European Shares Seen Opening Broadly Higher In Cautious Trade
European stocks look set to open broadly higher on Monday amid bets that U.S. interest rates could peak in the coming months.
In the wake of hawkish comments from Fed officials recently, markets now bet the U.S. benchmark rate will reach closer to 5.5 percent and stay higher for longer.
Asian stocks traded mostly lower, though Chinese markets slipped after China set a modest target for economic growth this year of around 5 percent, down from last year’s target of 5.5 percent.
This week’s trading is likely to be driven by reaction to congressional testimony by Federal Reserve Chair Jerome Powell as well as the closely watched monthly jobs report scheduled for release on March 10.
The Bank of Japan’s interest-rate decision and China inflation data are also awaited.

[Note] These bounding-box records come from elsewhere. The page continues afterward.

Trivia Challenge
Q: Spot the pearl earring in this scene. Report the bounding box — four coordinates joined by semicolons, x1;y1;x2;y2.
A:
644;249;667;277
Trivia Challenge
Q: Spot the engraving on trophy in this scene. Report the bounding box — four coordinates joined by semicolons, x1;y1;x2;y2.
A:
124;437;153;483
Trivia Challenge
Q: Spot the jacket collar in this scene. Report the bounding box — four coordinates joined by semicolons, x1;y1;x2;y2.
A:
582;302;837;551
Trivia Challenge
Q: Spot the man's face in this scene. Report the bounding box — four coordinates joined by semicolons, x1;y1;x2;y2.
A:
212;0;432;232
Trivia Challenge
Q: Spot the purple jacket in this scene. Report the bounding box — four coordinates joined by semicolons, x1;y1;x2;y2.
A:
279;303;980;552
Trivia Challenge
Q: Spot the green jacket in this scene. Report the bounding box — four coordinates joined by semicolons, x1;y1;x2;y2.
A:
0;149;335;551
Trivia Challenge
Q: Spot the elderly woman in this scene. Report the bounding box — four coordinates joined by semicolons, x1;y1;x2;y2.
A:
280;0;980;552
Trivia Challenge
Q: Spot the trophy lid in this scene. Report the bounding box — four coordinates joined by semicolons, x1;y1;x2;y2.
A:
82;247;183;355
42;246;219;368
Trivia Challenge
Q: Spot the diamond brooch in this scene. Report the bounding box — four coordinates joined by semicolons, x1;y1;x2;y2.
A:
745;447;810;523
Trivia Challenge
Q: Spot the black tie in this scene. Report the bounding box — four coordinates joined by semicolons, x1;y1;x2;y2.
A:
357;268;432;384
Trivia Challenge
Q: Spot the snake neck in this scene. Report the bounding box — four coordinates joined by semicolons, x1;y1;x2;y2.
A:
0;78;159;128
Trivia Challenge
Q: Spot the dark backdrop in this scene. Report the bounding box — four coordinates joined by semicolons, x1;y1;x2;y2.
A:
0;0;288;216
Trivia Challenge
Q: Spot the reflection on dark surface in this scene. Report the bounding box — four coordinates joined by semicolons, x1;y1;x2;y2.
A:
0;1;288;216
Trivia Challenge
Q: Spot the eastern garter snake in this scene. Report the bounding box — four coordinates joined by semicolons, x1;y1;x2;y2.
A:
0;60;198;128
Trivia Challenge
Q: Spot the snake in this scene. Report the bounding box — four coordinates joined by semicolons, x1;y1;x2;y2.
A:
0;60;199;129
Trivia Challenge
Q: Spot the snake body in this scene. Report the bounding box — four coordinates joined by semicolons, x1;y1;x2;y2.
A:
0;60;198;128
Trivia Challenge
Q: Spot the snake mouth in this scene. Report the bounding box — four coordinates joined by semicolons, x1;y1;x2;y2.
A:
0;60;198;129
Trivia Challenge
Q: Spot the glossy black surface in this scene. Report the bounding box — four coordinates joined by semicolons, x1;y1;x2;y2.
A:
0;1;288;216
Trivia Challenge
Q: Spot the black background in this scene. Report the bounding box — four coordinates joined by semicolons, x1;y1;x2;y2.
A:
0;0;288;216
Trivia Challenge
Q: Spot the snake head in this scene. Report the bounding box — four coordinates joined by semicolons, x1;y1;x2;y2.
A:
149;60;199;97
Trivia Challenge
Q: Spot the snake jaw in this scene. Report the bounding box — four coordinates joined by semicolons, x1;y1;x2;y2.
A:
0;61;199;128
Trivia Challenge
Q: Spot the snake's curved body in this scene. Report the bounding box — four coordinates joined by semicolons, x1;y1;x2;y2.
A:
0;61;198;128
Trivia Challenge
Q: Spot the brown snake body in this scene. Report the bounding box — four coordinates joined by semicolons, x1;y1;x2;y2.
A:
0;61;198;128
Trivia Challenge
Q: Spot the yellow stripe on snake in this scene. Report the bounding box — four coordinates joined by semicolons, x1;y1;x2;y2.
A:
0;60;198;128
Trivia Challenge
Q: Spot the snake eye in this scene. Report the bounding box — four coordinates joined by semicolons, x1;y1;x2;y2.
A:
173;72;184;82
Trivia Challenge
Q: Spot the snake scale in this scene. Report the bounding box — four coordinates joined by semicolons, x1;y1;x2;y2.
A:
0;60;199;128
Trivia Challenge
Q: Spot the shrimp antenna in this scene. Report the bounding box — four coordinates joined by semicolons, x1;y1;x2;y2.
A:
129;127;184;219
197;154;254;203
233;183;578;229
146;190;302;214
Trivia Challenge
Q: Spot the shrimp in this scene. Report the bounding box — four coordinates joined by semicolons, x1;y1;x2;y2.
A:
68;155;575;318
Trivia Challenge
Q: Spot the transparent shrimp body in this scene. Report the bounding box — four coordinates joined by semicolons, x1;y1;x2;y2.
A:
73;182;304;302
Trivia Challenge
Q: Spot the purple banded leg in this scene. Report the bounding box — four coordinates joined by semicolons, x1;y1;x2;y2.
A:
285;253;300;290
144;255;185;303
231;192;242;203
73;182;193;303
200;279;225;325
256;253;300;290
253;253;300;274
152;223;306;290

The dollar remained subdued amid a slide in U.S. bond yields while gold held largely steady in Asian trading.
Oil prices fell around 1 percent on disappointment that China didn’t set itself more ambitious growth targets.
U.S. stocks rose sharply on Friday as the U.S. 10-year Treasury yield pulled back after jumping to a three-month closing high above 4.0 percent.
There wasn’t much in the ISM services report to suggest the Fed needs to raise rates significantly higher than previously planned.
The Dow climbed 1.2 percent, the tech-heavy Nasdaq Composite jumped 2 percent and the S&P 500 added 1.6 percent.
European stocks rose for a second straight session on Friday as investors weighed signs of an economic recovery in China against expectations for ECB rate hikes.
The pan-European STOXX 600 gained 0.9 percent. The German DAX rallied 1.6 percent and France’s CAC 40 index rose 0.9 percent while the U.K.’s FTSE 100 finished marginally higher.